I wasn’t going to give her any. By way of emphasising that my intentions were honourable, I turned my back to the bed and perched on the arm of a zebra-patterned sofa. ‘Suicide or accident, Marcus Taylor’s death is a hot story. You’re not the only one the press have been talking to. All sorts of stories are flying around. My job involves keeping one step ahead of the pack.’
That was only part of it, of course. In the final analysis, it wasn’t the Protestant work ethic that was gunning my engine. It was my frail ego. I had the distinct impression that my string was being jerked. By whom and to what end was not yet apparent. But I didn’t like it. Not one little bit. ‘You being on the Visual Arts Advisory Panel, I thought you might be able to advise me.’
‘Stories?’ Feigning nonchalance, she put a cigarette in her mouth and flicked a disposable lighter. ‘What stories?’

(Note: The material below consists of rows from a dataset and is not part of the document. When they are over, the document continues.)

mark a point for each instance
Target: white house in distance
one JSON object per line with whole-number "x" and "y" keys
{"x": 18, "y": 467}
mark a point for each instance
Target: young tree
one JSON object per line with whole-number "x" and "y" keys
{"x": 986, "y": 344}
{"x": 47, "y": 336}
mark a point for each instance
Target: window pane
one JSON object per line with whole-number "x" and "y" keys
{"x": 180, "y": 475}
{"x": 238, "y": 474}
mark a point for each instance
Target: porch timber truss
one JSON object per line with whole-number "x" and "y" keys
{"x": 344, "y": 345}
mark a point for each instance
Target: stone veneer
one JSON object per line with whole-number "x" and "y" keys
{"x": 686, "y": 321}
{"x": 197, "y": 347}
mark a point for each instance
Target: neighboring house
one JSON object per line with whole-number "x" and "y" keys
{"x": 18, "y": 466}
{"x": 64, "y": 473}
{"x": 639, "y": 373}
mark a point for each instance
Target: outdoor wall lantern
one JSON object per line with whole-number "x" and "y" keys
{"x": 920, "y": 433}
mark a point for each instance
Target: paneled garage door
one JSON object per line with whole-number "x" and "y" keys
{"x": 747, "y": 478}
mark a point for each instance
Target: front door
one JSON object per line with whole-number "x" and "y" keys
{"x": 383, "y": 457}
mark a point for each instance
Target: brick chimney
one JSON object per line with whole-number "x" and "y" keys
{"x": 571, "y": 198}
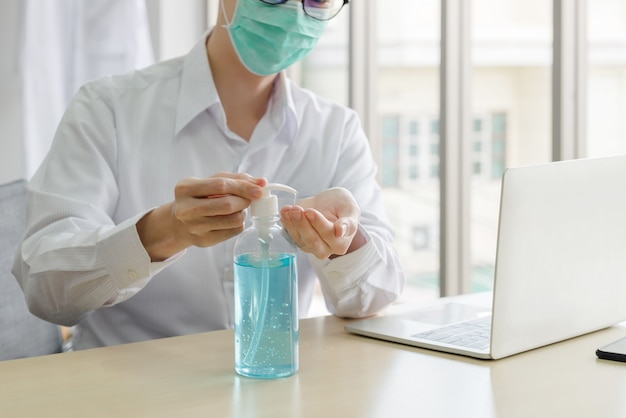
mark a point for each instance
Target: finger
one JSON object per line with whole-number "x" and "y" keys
{"x": 344, "y": 227}
{"x": 220, "y": 186}
{"x": 317, "y": 234}
{"x": 290, "y": 215}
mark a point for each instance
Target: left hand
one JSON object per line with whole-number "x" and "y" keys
{"x": 326, "y": 224}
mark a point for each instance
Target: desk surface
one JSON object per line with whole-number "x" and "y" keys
{"x": 341, "y": 375}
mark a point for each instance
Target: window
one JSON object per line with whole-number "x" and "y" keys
{"x": 606, "y": 106}
{"x": 394, "y": 51}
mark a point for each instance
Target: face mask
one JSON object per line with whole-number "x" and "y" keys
{"x": 268, "y": 39}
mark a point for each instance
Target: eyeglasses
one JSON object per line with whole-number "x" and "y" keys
{"x": 317, "y": 9}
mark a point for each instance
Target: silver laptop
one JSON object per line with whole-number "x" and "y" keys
{"x": 560, "y": 267}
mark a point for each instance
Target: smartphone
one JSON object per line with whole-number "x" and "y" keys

‘Let’s start with yesterday first. You went to the YMCA to get a picture, right? But someone had beaten you to it.’ Her lighter wouldn’t fire. She kept flicking the wheel with her thumb. I got out mine, walked over to the window and lit both of us up. ‘Right?’
‘I told you.’ She exhaled Kooly. ‘I went to get some personal things.’
‘Toothbrush? IUD? Little things that slip easily into a folio case.’
‘And to make my private goodbyes to Marcus.’
‘By coming on to me?’
‘I was upset. Vulnerable.’
We wouldn’t get far heading down this track. I took myself back to the zebra. ‘Tell me about Marcus. How did you get involved with him?’
She shrugged. ‘How does anybody? We met last winter. At an exhibition. He tried to lobby me for a grant. He was hopeless-insecure and arrogant at the same time.’ All the things that women can’t resist. ‘I was on the rebound. We ended up in bed. You know how it is.’
I nearly did. ‘And so he got his grant.’
That was below the belt. ‘It was a committee decision, based on artistic merit.’